福島県会津若松市生まれ。幼少時代から大学卒業まで、仙台市で暮らす。朝日新聞記者、朝日ジャーナル編集部員、論説委員などを経て、ソフトバンク広報室長に就任。社内ベンチャーで電子配信会社を設立、取締役会長。2012年春に独立、シンクタンク代表。2015年10月から東日本国際大学客員教授として地域振興政策を研究、同大・地域振興戦略研究所副所長を兼務。

 「黒い十人」のタイトルでまず、もしや、と思う。街頭の黒木瞳がストップモーションで一瞬止まり、そのコマが飛んで。やはりそうだ。

「黒い十人の女」へのオマージュ

 NHK BSプレミアムのドラマ「黒い十人の黒木瞳。」の冒頭シーン、市川崑監督の手法である。このドラマは「黒い十人の女」(1961年)に捧げる、オマージュの刻印が押されている。

 この映画の2年前、市川は日本テレビの演出顧問となり、当時は一般的であった生放送のドラマ「恋人」を制作した。63年まで9作品を演出している。

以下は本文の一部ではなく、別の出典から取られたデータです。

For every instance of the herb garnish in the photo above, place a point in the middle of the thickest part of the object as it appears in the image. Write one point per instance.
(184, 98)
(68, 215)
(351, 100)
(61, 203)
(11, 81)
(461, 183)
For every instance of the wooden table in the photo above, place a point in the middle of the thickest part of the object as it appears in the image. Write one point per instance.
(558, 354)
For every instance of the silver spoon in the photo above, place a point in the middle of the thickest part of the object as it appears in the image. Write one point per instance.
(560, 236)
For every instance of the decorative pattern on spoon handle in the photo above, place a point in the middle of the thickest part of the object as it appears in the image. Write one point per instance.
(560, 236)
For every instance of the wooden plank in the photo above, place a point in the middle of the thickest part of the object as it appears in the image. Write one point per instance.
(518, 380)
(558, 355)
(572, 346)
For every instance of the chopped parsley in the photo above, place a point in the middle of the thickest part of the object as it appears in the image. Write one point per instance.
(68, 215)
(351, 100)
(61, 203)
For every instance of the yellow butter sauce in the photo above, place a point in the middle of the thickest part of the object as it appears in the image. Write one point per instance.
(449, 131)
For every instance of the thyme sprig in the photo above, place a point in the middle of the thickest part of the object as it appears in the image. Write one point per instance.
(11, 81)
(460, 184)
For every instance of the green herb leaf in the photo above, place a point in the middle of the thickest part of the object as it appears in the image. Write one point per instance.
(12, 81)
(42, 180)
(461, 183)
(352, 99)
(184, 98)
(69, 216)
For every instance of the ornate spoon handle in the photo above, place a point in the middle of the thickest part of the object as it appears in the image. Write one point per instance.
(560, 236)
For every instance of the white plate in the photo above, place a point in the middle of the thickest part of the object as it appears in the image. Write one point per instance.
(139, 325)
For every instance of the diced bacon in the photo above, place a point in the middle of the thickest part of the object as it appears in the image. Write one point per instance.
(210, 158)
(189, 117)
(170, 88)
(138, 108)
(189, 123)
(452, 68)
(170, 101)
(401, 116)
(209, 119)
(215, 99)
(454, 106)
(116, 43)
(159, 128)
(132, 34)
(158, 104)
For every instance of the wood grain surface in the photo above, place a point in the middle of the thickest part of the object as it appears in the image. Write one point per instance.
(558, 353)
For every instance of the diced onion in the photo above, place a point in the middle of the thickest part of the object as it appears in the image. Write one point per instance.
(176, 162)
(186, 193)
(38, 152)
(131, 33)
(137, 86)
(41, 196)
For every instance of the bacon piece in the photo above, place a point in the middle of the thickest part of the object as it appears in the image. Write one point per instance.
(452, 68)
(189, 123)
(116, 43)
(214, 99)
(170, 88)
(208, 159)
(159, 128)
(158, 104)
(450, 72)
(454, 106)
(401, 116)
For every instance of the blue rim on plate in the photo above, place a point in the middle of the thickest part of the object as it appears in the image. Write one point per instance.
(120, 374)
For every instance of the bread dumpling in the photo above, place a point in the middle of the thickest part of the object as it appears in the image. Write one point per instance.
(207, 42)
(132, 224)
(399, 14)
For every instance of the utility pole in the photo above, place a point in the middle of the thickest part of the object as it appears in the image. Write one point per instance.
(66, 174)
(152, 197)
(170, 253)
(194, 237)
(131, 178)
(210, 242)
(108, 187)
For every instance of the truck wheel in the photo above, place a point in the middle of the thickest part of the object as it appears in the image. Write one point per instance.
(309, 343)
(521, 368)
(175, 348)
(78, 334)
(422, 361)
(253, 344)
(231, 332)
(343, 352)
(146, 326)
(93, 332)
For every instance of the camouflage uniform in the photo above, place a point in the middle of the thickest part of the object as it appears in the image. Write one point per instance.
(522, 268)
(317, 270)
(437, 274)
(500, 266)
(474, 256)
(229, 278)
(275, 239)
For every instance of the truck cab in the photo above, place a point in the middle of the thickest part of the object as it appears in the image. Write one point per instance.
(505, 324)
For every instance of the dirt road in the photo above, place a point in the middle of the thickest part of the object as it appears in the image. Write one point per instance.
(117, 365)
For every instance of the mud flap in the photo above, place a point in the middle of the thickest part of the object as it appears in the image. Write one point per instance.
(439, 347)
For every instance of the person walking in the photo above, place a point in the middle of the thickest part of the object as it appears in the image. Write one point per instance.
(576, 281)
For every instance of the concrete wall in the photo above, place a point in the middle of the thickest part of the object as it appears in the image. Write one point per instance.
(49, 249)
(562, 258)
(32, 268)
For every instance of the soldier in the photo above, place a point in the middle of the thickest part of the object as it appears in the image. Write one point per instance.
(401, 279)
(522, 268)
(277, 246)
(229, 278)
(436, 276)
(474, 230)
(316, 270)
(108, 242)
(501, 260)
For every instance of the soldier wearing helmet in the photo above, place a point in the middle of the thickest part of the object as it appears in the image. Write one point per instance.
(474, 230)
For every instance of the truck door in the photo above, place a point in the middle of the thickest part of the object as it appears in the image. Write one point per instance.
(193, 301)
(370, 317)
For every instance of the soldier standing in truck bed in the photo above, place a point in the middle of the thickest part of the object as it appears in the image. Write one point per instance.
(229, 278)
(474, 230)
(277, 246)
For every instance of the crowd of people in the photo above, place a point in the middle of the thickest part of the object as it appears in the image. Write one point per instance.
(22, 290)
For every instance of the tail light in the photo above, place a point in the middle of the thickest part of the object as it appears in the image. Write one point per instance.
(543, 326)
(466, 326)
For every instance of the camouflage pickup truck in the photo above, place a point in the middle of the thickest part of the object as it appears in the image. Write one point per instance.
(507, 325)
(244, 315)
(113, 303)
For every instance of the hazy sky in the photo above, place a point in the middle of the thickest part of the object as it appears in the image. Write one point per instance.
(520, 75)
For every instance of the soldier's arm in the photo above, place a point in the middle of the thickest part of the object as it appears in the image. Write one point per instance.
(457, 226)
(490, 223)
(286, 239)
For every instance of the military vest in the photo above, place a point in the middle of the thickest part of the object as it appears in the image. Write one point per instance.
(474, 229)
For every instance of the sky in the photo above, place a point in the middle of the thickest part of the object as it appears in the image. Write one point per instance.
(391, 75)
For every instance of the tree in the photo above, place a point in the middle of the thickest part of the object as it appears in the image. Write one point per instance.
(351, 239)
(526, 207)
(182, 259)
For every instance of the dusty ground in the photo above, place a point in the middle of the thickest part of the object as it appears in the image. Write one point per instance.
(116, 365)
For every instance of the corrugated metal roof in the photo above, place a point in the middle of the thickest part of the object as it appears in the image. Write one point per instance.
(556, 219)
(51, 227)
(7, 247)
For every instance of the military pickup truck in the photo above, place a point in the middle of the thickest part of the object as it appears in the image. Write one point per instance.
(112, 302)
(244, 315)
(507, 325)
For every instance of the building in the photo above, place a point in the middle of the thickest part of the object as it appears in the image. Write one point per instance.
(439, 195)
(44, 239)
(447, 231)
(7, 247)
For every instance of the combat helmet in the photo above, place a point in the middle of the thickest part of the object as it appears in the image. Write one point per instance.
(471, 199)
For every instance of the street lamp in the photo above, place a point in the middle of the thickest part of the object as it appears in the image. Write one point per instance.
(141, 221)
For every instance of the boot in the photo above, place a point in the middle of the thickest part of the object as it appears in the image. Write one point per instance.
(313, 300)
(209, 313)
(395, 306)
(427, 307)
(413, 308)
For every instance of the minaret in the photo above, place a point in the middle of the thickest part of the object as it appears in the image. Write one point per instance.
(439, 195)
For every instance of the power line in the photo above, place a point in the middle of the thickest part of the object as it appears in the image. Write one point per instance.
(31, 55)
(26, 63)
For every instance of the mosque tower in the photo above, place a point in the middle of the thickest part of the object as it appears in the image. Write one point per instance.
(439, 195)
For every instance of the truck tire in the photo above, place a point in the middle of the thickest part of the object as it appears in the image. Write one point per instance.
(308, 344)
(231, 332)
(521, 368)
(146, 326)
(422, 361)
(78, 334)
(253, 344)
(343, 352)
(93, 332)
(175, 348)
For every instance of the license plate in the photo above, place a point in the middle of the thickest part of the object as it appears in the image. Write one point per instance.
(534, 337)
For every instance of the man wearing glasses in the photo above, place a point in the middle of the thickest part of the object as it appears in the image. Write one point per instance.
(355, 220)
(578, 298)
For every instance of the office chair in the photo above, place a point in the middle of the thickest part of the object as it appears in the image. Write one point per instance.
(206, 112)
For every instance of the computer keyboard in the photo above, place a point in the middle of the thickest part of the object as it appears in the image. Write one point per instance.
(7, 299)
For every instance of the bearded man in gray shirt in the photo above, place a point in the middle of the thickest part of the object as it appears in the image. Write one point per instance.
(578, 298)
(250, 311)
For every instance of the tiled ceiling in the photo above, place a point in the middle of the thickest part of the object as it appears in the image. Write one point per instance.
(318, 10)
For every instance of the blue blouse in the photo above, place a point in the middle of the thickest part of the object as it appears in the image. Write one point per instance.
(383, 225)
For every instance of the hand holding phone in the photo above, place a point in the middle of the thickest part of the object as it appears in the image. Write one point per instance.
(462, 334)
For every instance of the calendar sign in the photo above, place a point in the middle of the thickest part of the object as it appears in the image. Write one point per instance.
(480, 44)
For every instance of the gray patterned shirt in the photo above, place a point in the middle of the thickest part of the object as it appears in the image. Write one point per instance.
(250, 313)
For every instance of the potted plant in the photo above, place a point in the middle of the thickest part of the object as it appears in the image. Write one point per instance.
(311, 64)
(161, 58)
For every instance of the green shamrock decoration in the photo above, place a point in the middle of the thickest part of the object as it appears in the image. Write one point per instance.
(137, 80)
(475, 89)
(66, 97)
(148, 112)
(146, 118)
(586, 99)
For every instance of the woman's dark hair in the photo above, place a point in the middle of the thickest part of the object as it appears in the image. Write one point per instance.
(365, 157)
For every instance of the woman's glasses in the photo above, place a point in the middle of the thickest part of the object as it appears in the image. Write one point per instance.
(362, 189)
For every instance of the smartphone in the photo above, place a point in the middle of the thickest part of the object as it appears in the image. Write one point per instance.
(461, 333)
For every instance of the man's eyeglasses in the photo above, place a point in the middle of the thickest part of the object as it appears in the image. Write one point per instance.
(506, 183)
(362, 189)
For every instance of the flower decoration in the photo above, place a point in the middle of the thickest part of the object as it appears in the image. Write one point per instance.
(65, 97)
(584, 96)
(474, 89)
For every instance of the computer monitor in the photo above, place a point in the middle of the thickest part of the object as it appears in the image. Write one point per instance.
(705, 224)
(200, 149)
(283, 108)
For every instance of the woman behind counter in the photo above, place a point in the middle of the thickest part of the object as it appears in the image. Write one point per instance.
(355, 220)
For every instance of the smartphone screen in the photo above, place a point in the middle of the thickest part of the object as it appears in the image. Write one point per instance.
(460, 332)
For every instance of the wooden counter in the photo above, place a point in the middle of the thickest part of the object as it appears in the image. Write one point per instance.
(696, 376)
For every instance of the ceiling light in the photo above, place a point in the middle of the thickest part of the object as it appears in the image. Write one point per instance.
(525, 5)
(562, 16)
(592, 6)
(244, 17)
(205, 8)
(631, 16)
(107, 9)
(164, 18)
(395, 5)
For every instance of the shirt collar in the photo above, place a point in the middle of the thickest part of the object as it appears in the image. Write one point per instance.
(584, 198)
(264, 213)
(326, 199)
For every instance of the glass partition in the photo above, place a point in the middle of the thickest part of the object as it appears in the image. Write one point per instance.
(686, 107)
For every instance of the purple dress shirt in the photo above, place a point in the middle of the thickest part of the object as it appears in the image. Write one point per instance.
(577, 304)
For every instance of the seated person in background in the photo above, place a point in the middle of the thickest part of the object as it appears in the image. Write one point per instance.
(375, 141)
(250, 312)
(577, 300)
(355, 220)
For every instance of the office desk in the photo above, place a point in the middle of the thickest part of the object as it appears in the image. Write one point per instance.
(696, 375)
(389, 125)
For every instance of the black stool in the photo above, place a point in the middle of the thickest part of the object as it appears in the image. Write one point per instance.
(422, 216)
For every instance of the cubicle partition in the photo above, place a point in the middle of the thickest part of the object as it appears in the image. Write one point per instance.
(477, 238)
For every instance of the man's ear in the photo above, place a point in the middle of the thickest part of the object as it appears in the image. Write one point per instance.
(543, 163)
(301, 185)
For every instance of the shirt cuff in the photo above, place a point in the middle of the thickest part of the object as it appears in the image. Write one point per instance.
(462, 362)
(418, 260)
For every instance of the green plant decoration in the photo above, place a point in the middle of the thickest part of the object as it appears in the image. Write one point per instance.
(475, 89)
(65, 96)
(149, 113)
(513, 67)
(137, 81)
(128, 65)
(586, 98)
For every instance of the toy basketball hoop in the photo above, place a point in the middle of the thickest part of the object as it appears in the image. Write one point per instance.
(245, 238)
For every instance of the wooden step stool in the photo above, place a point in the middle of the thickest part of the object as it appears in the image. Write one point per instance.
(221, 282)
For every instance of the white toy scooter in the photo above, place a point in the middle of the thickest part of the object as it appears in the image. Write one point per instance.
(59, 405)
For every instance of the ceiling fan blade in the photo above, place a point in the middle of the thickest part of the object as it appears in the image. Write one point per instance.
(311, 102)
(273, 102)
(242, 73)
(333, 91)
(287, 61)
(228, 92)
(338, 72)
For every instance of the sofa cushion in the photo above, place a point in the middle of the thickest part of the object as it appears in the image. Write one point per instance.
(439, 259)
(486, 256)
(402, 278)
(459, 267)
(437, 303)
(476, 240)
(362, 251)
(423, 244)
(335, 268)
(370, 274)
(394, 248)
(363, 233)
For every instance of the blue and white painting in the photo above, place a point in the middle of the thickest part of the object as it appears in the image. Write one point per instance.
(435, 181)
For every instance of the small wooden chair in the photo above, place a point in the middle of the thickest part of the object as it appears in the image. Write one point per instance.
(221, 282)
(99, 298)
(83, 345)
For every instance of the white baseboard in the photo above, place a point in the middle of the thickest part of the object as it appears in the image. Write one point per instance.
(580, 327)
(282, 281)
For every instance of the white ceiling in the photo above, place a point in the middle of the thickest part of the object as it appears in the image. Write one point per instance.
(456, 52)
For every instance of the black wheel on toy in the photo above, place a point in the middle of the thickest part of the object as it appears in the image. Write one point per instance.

 「黒い十人の女」は、テレビドラマを制作した経験が生きている。主人公の船越英二はテレビ局のプロデューサーである。美貌の妻の山本富士子に、愛人たちがからむ。女優役の岸恵子、CMガールの中村玉緒、ディレクターを目指している岸田今日子、テレビ局の出入りの印刷業者の宮城まり子……。

 草創期のテレビ局の喧騒と熱気を背景として、船越をめぐって十人の女たちの個性がぶつかり合う。山本富士子が船越英二をピストルで偽装殺人する事件から、ドラマの展開はスピードをあげて、宮城まり子の自殺に至る。

 場面の転換は、芥川也寸志の女の情念がうねるかのような音楽である。

十人の女を黒木ひとりで演じる

 「黒い十人の黒木瞳。」の演出家は、市川監督らしいスピード感にあふれる映像の転換と、テンポのよい会話が連続する、あの映画の魅力を十分に知っている。

 脚本と演出は、タカハタ秀太である。映画からテレビのバラエティー番組、CM制作と活動の場は幅広い。

 タカハタは、十人の女を黒木瞳ひとりに演じさせる。放映時間の1時間30分のなかで、長短10本のドラマが展開する、オムニバスである。

 すべてに「黒い」のタイトルがつく。